Everybody I know is having babies. Something in the water I guess. That's why i'm sticking with my Mt.dew. thankyouverymuch. I love babies & I do want one someday... but babies are sticky, & sticky will ruin my purses.

I know Alzheimers is a serious disease, and I really should NOT find this mildly amusing, especially since we take care of Derek's dad, who has it. But this lightens the mood a bit & makes me giggle. Plus, it's soooooooo true.

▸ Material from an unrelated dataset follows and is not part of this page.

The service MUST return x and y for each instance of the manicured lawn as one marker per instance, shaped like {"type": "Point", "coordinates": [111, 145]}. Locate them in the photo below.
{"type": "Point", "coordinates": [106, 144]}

Things with Schmoopy & I are going *spleNdidly*. We went "shrub shopping" yesterday because he went a little overboard with the chainsaw. If THAT doesn't sound like something a married couple would do..i don't know what to tell ya. I've been feeling sooo sulky & snuggly that I practically cuddle-rape him every night. *curLs up into hiS groOVe* It's so comforting. *wipes her NOse on his sleeVe*

I don't get it. I take care of my belongings. Yet I have the WORST luck with electronics. My digital camera is only working "sometimes", and my mp3 player bit the dust too. I ordered a pink mp3 player online *Yayyy* & pretty soon I'll need a new camera, because GOD FORBID I don't have one. *twiddles thUmbs* I'm a bit impatient and I wantonenowwww!!!

Midnight was acting really antisocial yesterday. I called home & Schmoopy said he's the same way today. He's only usually snobby when he's not feeling well.